Dealing with Writer's Block
Sometimes no matter what you do, nothing comes — at least nothing that's any good. You can't get warmed up at the start of a session, you're in the middle of a new song and your brain locks up, or everything's great right up to the last line of the song and, all of a sudden, the muse has left the building. You keep trying, but nothing happens. You start to panic. “What if this feeling never goes away?”
Welcome to the club. Writer's block has been around as long as writing, and it happens to the best writers in the world. It's not fatal or permanent, though it usually feels that way. No need to panic, it usually passes quickly on its own.Breaking the Block
If you don't feel like waiting, there are several time-tested cures. Here are a few favorites for jump-starting a stalled song:
Take a break. Sometimes your brain overloads and needs to cool down. Go get something to drink, have a snack, take a walk. Don't even think about the song while you're taking a break. That's why it's called a break!
Look for corners. Have you painted yourself into a corner? Killing off your hero halfway through can make things anticlimactic. Maybe he should die in the last verse. This cure works especially well after taking a break first.
Switch gears. Stuck on lyrics? Work on the melody. Can't get the beat right? Get back to the lyrics.

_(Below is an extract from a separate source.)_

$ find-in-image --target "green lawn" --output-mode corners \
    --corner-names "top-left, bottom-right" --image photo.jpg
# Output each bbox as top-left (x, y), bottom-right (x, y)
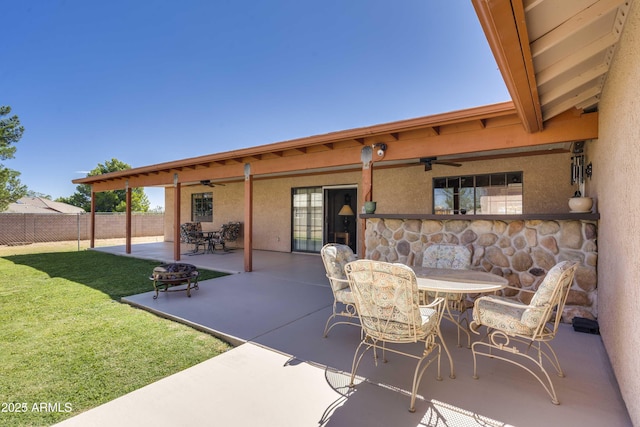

Make a move. Work on a different part of the song. Chorus trouble? Skip down to the bridge. Can't get the second line of the verse quite right? Write the third line, then come back. If you have several trouble spots, try working on each one for ten minutes and then switching to a different part when time's up.
Mix it up. Rearrange the words in the line you're trying to write or rearrange the lines in that particular section of the song. You may even want to try switching the order of the verses, starting with the chorus or moving the bridge to a different spot. If it doesn't work out, you can always put things back where they were.
If you have a problem with the rhymes, look for other options. Ending a line with “orange” makes it awfully difficult to rhyme. Maybe “banana” would work better. Sometimes even a good rhyme word that fits into the song isn't the right word to use. Looking for some other options certainly won't hurt and might just solve your problem.
Whatever approach you take, keep in mind that the writer's block will pass, and you are just going to have to keep going until you get back into the flow of things.